Ariel Sorín

Personal information
- Born: Ariel Hugo Sorín 26 April 1967 (age 59) Buenos Aires, Argentina

Chess career
- Country: Argentina
- Title: Grandmaster (1995)
- Peak rating: 2519 (July 2002)

= Ariel Sorín =

Argentine chess grandmaster (born 1967)

Ariel Hugo Sorín (born 26 April 1967) is an Argentine chess player who holds the FIDE title of Grandmaster.

==Career==
He played three times in the Panamerican Junior Championships, and took 2nd at Saladillo 1985, tied for 5-7th at Quito 1986, and tied for 4-5th at Asunción 1987. He was Argentine Junior Champion in 1987. He took 3rd place at the 1987 Argentina Absolute Championship. He took 4th at the 1988 La Habana Panamerican Championship. In 1989, he won the Magistral III Mar del Plata, and tied for 1st-2nd with James Mann de Toledo in Buenos Aires. Sorin is known to play online by the handle A_Sorin on lichess, chess.com and playchess.com. His online tutoring can be found on playchess.com.

He was City of Buenos Aires 1993 Champion. He was a winner of the "Magistral Ciudad de San Martín" 1994, the "Magistral Circulo de Ajedrez Torre Blanca" 1994, and the "Groningen Masters Tournament" 1994. He took 2nd at the 1995 ARG-ch (Pablo Ricardi won).
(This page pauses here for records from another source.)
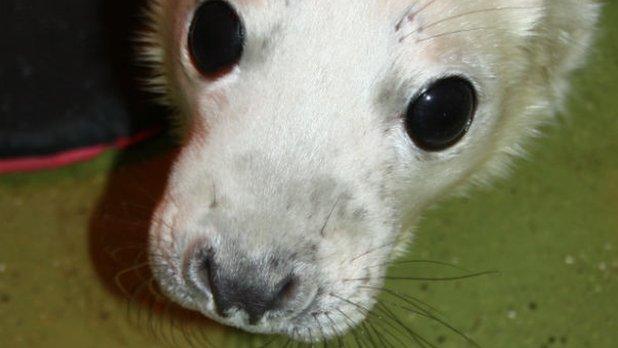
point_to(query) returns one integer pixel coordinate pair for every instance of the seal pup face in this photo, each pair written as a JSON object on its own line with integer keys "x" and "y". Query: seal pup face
{"x": 315, "y": 133}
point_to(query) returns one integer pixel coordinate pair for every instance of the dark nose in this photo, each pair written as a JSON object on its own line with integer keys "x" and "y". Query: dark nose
{"x": 249, "y": 288}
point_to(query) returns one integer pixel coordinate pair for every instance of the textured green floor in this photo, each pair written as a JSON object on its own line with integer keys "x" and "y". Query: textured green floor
{"x": 551, "y": 230}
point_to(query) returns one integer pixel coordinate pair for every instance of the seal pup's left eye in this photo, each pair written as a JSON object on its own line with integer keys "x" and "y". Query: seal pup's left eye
{"x": 216, "y": 38}
{"x": 441, "y": 116}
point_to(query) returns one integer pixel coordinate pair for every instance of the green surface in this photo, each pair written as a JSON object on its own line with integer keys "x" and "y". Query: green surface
{"x": 551, "y": 230}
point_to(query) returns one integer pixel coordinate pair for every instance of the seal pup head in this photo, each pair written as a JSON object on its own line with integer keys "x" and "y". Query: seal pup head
{"x": 316, "y": 132}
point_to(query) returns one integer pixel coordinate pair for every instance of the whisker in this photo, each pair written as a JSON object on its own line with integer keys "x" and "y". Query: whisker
{"x": 485, "y": 10}
{"x": 461, "y": 31}
{"x": 420, "y": 340}
{"x": 419, "y": 261}
{"x": 351, "y": 328}
{"x": 329, "y": 216}
{"x": 337, "y": 333}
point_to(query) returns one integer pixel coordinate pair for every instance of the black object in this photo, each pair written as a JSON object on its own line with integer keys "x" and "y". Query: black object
{"x": 67, "y": 76}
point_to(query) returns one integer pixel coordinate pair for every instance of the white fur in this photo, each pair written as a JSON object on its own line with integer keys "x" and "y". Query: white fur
{"x": 310, "y": 121}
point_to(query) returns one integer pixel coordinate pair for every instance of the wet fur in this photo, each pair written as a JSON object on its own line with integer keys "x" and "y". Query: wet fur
{"x": 300, "y": 138}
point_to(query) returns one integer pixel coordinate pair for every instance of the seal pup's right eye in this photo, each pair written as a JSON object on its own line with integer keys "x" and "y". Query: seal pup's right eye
{"x": 216, "y": 38}
{"x": 442, "y": 114}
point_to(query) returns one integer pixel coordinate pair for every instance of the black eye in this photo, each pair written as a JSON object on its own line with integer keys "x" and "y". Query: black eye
{"x": 441, "y": 116}
{"x": 216, "y": 38}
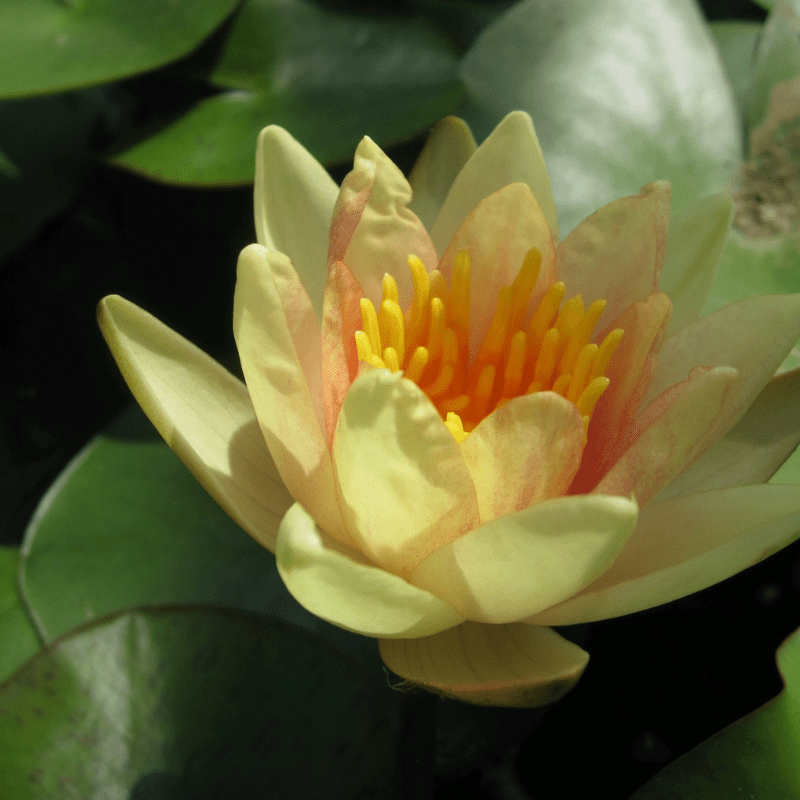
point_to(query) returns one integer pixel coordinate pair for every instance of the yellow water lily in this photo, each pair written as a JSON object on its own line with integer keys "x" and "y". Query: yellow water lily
{"x": 457, "y": 430}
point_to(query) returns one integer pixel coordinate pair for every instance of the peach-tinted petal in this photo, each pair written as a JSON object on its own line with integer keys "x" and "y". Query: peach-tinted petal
{"x": 753, "y": 336}
{"x": 498, "y": 234}
{"x": 290, "y": 419}
{"x": 447, "y": 149}
{"x": 504, "y": 665}
{"x": 694, "y": 246}
{"x": 342, "y": 587}
{"x": 510, "y": 154}
{"x": 525, "y": 452}
{"x": 684, "y": 545}
{"x": 293, "y": 202}
{"x": 372, "y": 229}
{"x": 617, "y": 253}
{"x": 203, "y": 413}
{"x": 675, "y": 430}
{"x": 753, "y": 450}
{"x": 630, "y": 372}
{"x": 341, "y": 318}
{"x": 519, "y": 564}
{"x": 405, "y": 489}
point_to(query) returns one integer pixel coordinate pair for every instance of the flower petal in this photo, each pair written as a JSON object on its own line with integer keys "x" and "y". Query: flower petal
{"x": 404, "y": 487}
{"x": 204, "y": 414}
{"x": 449, "y": 146}
{"x": 684, "y": 545}
{"x": 672, "y": 433}
{"x": 498, "y": 234}
{"x": 754, "y": 448}
{"x": 525, "y": 452}
{"x": 372, "y": 229}
{"x": 694, "y": 246}
{"x": 735, "y": 336}
{"x": 293, "y": 202}
{"x": 514, "y": 566}
{"x": 340, "y": 586}
{"x": 617, "y": 253}
{"x": 510, "y": 154}
{"x": 290, "y": 419}
{"x": 516, "y": 665}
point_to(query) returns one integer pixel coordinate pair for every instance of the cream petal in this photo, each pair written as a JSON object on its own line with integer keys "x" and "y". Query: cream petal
{"x": 404, "y": 487}
{"x": 674, "y": 431}
{"x": 342, "y": 587}
{"x": 517, "y": 565}
{"x": 290, "y": 419}
{"x": 515, "y": 665}
{"x": 373, "y": 231}
{"x": 204, "y": 414}
{"x": 684, "y": 545}
{"x": 753, "y": 336}
{"x": 498, "y": 235}
{"x": 510, "y": 154}
{"x": 525, "y": 452}
{"x": 293, "y": 202}
{"x": 617, "y": 253}
{"x": 694, "y": 246}
{"x": 449, "y": 146}
{"x": 754, "y": 449}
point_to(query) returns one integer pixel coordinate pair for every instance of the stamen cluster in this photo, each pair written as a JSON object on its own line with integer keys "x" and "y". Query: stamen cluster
{"x": 551, "y": 350}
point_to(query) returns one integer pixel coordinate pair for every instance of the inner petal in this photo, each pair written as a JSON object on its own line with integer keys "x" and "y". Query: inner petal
{"x": 522, "y": 353}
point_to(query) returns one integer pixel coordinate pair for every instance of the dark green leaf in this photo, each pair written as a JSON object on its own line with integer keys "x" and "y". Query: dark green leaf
{"x": 755, "y": 757}
{"x": 18, "y": 639}
{"x": 53, "y": 45}
{"x": 325, "y": 76}
{"x": 192, "y": 704}
{"x": 621, "y": 94}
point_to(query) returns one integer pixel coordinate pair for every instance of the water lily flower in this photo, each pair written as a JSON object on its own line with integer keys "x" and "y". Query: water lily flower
{"x": 457, "y": 429}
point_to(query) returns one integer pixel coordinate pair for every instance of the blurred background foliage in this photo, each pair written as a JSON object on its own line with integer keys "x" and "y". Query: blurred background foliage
{"x": 127, "y": 134}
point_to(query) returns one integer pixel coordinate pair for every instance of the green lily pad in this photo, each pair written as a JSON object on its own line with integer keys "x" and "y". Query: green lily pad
{"x": 192, "y": 703}
{"x": 755, "y": 757}
{"x": 621, "y": 94}
{"x": 51, "y": 45}
{"x": 126, "y": 524}
{"x": 18, "y": 639}
{"x": 326, "y": 76}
In 1998, he took 2nd in Buenos Aires (Boca Juniors-op, Maxim Sorokin won).

Sorin was Argentine Champion in 2000 and 2004. He took 5th at Buenos Aires 2003 (Andres Rodriguez won).

Sorin has played for Argentina in three Chess Olympiads.
- In 1994, at second reserve board in 31st Chess Olympiad in Moscow (+3 –2 =5);
- In 1996, at first reserve board in 32nd Chess Olympiad in Yerevan (+2 –1 =4);
- In 2004, at fourth board in 36th Chess Olympiad in Calvia (+3 –3 =5).

Sorin was awarded the International Master title in 1989, and the Grandmaster (GM) title in 1995.